- Nate Adams
Review: Hilarious black comedy 'The Climb' worth the hike
Courtesy of Sony Pictures Classics
There are numerous laugh out loud moments throughout Michael Angelo Covino’s dark comedy “The Climb” which features one terrific bromance. The first sequence has plenty worth chewing on, as the indie opens in France where two American best friends from childhood are cycling up a steep highway in the countryside. There’s the agile Mike (played by Covino) - who thinks highly of himself for spouting sophisticated bike terminology - and his out-of-shape pal Kyle (co-writer Kyle Marvin). Mike has strategically been waiting for a tough climb to get something off his chest: he’s been sleeping with Kyle’s fiancée. The results of said conversation aren’t exactly what you’d expect and at one-point Kyle picks up his bike to try and keep up. Slapstick blended with situational comedy has never looked so good.

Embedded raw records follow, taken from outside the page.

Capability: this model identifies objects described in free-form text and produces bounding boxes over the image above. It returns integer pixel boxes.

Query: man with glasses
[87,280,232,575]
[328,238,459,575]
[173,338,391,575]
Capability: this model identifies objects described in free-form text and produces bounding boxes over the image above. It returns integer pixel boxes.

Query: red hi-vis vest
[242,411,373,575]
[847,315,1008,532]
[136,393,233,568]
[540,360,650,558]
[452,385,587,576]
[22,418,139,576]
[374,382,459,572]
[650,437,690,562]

“The Climb” (as a title) has an entirely different metaphorical meaning, chronicling the ups, downs, and shifting dynamics of Kyle and Mike’s peculiar friendship over the course of a decade. The minor specifics and attention to detail are so relatable that when a harmless fight breaks out at Thanksgiving, it can strike a nerve.
Told in seven individual chapters, the second of which takes place at a funeral, the sprawling saga between Mike and Kyle is constantly shifting. At one point, Mike has gone off the deep end, putting on weight and diving into a bout of alcoholism; whereas Kyle is slimmer and seen nominal success writing commercial jingles for women Viagra commercials.
It won’t shock audiences to learn that Covino and Rankin are best friends in real life, explaining how their palatable chemistry radiates not only in the script, but on camera too. They allot plenty of resources to the female leads too and credit given to the hilarious Gayle Rankin as Marissa, Kyle’s central love interest, who akin to most characters in the film, feels like we’ve known our whole life. Yes, “The Climb” swerves into different directions that might detract casual viewers, but the sharp screenplay will have you laughing, then crying, and probably laughing some more. It’s worth the hike.
THE CLIMB opens in select theaters November 13th. Including The Maple Theater in Detroit.